Above: Photo by Bojana Rankovic

Black Spirituals at Other Cinema

The Black Spirituals, a two-man band made up of Zachary James Watkins and Marshall Trammell, opened the “Black Lives Matter” program at Other Cinema last night.  Serving as a benefit for NOW!, an online zine that marries experimental form with radical politics, the night’s programming showed off Black activist video and artful deconstructions of historical crimes against African Americans.
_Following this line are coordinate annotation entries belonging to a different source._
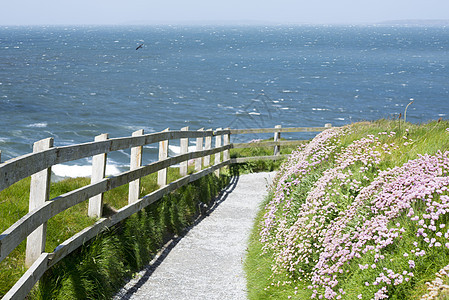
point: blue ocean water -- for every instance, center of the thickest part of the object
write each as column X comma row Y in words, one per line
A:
column 73, row 83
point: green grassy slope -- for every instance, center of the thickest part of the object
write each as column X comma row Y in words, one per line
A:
column 361, row 212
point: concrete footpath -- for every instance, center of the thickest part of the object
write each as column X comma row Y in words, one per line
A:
column 207, row 262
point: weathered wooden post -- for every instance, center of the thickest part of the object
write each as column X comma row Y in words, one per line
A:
column 218, row 154
column 39, row 194
column 136, row 162
column 199, row 147
column 207, row 146
column 277, row 138
column 184, row 148
column 95, row 209
column 163, row 154
column 226, row 140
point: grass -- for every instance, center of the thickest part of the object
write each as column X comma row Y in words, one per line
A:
column 99, row 268
column 268, row 276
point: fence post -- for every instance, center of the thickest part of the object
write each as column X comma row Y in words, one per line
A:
column 39, row 194
column 163, row 154
column 218, row 154
column 199, row 147
column 226, row 138
column 136, row 162
column 207, row 146
column 95, row 209
column 277, row 138
column 184, row 148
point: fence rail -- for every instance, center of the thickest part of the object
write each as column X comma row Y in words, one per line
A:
column 38, row 165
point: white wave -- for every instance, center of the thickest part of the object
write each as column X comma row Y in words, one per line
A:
column 73, row 171
column 175, row 150
column 38, row 125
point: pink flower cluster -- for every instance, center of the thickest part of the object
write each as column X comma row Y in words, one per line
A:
column 350, row 216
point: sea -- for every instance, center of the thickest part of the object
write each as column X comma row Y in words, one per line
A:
column 75, row 82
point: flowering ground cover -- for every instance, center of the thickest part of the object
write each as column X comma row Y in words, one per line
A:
column 360, row 212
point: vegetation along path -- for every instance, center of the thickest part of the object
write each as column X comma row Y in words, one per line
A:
column 207, row 263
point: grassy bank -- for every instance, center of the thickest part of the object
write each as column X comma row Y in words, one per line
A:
column 96, row 270
column 360, row 212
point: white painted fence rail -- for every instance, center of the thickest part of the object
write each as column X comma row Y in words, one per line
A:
column 38, row 165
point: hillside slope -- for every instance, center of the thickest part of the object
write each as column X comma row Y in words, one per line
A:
column 361, row 212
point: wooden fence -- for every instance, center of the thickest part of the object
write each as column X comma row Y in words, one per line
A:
column 32, row 226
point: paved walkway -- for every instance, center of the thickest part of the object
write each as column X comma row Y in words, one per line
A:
column 207, row 263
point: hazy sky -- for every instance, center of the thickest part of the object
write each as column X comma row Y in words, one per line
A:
column 30, row 12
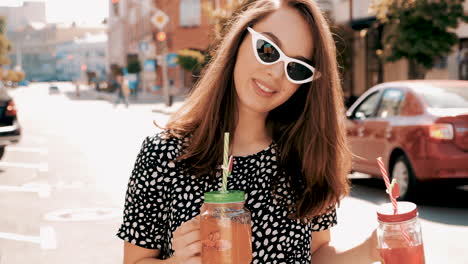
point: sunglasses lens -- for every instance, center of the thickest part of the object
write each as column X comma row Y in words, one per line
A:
column 266, row 51
column 298, row 72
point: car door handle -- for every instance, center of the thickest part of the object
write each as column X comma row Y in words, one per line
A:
column 388, row 132
column 360, row 131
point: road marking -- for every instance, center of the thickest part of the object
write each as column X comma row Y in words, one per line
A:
column 43, row 167
column 83, row 214
column 46, row 239
column 43, row 190
column 38, row 139
column 41, row 151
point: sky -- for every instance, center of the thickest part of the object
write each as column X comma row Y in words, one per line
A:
column 89, row 11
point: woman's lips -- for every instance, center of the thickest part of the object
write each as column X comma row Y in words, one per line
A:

The Black Spirituals set the tone with their radical post-rock urgencies:  improvisational, cacophonous and sophisticated.  Incorporating textures of free jazz, hard rock, and electronica, their elongated sounds crashed over the audience like slow motion tsunamis.  Percussive tidepools swelled into ecstatic gutteral rage, exerting more visceral protest than Peter Menchini’s Waking Up Chief Suhr, the video document showing Black Lives Matters activists outside the San Francisco police chief’s bedroom window at 4am.  The root-tails of the Black Spirituals reach deep, tapping historical torments, which unleash sheer musical explosion, with audio levels assaulting the ears before ebbing back to ripples.   I have long believed no instrument expresses raw suffering rubbed up with anger better than a grinding electric guitar, and this group proves it so.